Self portrait is an 1889 oil on canvas painting by the post-impressionist artist Vincent van Gogh. The picture, which may have been Van Gogh's last self-portrait, was painted in September that year, shortly before he left Saint-Rémy-de-Provence in southern France.[1][2][3]

Painting

This self-portrait was one of about 40 Van Gogh produced over a 10-year period, and these were an important part of his work as a painter;[1][2] he would paint himself because he often lacked the money to pay for models.[4] He took the painting with him to Auvers-sur-Oise, near Paris, where he showed it to Dr Paul Gachet, who thought it was "absolutely fanatical".[2][5]

Art historians are divided as to whether this painting or Self-portrait without beard is Van Gogh's final self-portrait. Ingo F Walther and Jan Hulsker consider this to be the last, with Hulsker considering that it was painted in Arles following Van Gogh's admission to hospital after mutilating his ear, while Ronald Pickvance thinks Self-portrait without beard was the later painting.[2][6]

Van Gogh sent the picture to his younger brother, the art dealer Theo; an accompanying letter read: "You will need to study [the picture] for a time. I hope you will notice that my facial expressions have become much calmer, although my eyes have the same insecure look as before, or so it appears to me."[7]

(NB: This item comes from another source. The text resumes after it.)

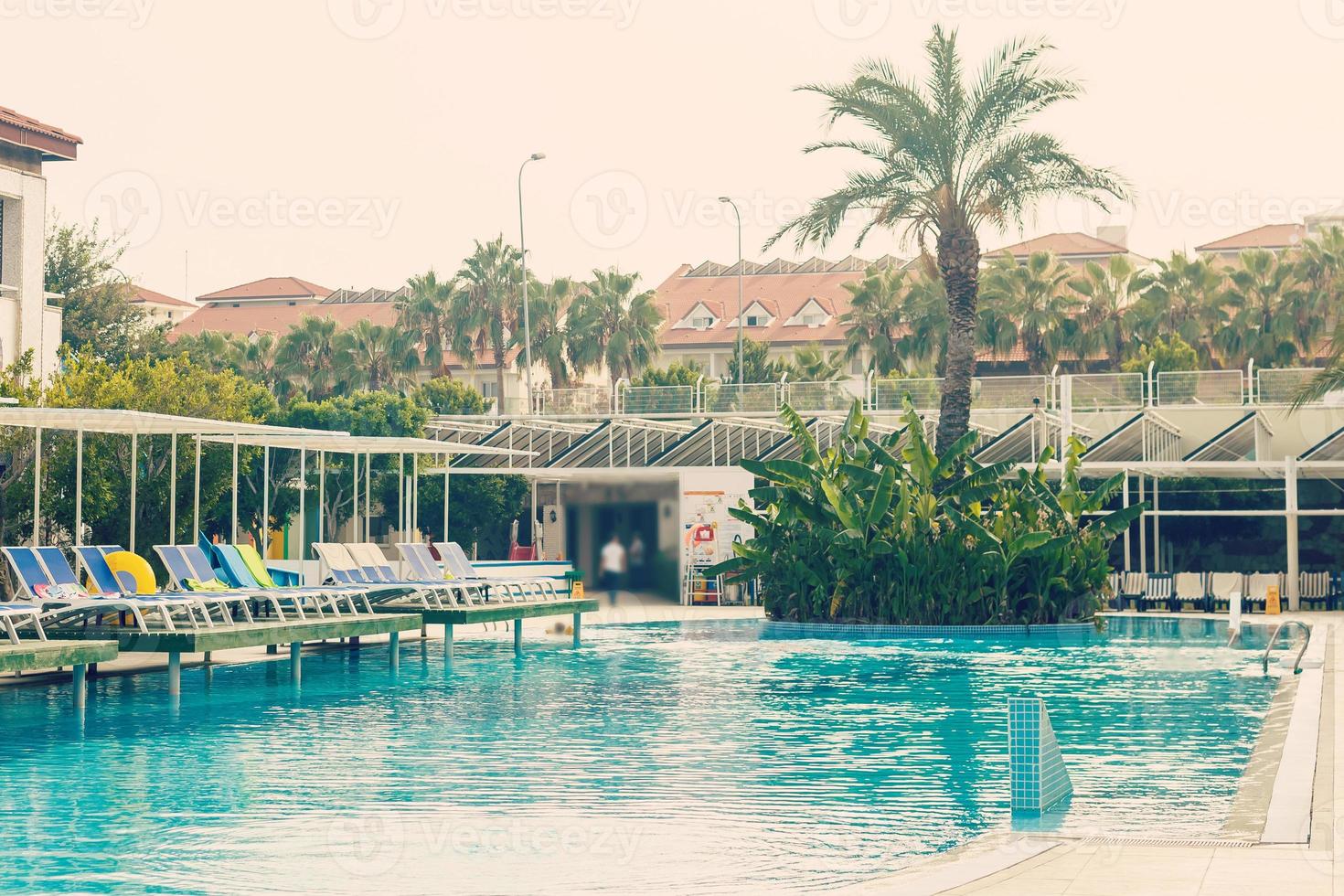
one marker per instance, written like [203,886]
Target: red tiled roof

The art historians Ingo F Walther and Rainer Metzger consider that "the picture is not a pretty pose nor a realistic record ... [it is] one that has seen too much jeopardy, too much turmoil, to be able to keep its agitation and trembling under control."[8] According to Beckett the dissolving colours and same time turbulent patterns signal a feeling of strain and pressure, symbolising the artist's state of mind, which is under a mental, physical and emotional pressure.[9]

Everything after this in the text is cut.